HARPS: An Online POMDP Framework for Human-Assisted Robotic Planning and Sensing
Luke Burks, Hunter M. Ray, Jamison McGinley, Sousheel Vunnam, and, Nisar Ahmed

TL;DR
HARPS is an innovative framework that combines online POMDP planning, semantic human-robot interaction, and Bayesian data fusion to enhance autonomous robot decision-making in uncertain environments.
Contribution
It introduces a novel integrated approach for active semantic sensing and planning that leverages human input and Bayesian updates within an online POMDP framework.
Findings
Significant reduction in search time and improved belief accuracy in simulations.
Doubling of target capture rate in human-robot experiments.

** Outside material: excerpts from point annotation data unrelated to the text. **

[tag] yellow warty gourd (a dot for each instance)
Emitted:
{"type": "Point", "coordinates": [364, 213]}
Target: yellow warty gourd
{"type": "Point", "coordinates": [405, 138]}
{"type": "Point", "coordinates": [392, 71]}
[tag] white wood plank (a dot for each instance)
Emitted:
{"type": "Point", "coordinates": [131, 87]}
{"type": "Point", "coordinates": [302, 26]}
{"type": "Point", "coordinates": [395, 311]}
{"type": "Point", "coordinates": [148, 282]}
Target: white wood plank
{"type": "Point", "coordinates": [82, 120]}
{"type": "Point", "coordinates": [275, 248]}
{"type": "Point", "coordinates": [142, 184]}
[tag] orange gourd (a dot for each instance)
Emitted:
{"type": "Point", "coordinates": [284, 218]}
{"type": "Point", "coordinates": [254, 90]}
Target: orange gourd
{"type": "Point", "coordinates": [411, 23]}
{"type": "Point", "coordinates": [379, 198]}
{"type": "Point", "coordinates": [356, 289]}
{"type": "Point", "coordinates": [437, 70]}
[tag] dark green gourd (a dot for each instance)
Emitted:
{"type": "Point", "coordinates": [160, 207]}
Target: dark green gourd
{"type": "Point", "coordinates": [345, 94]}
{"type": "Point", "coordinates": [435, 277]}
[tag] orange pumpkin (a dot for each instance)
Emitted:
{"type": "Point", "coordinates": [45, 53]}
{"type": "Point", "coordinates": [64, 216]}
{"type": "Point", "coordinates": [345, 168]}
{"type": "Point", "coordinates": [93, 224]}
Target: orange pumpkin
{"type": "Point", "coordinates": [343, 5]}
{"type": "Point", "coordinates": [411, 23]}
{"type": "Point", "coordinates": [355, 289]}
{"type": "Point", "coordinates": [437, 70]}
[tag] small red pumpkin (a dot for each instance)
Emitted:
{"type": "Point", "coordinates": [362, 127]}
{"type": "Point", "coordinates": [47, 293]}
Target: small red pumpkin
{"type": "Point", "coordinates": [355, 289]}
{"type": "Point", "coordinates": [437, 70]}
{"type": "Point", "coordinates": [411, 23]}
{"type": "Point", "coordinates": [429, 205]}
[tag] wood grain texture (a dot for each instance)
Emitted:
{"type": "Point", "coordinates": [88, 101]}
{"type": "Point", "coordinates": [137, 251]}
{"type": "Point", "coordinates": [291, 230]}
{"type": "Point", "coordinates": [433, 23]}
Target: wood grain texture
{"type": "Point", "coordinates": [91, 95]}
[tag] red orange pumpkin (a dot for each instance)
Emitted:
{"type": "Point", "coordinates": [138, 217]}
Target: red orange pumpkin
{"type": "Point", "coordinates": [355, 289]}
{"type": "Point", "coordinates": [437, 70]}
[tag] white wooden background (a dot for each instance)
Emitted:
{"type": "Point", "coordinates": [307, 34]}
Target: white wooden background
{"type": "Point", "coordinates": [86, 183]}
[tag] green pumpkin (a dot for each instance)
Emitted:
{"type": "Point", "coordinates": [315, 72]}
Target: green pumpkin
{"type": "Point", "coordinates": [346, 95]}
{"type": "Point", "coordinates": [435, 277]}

Robustness of semantic sensing across diverse user interactions.
Abstract
Autonomous robots can benefit greatly from human-provided semantic characterizations of uncertain task environments and states. However, the development of integrated strategies which let robots model, communicate, and act on such 'soft data' remains challenging. Here, the Human Assisted Robotic Planning and Sensing (HARPS) framework is presented for active semantic sensing and planning in human-robot teams to address these gaps by formally combining the benefits of online sampling-based POMDP policies, multimodal semantic interaction, and Bayesian data fusion. This approach lets humans opportunistically impose model structure and extend the range of semantic soft data in uncertain environments by sketching and labeling arbitrary landmarks across the environment. Dynamic updating of the environment model while during search allows robotic agents to actively query humans for novel and…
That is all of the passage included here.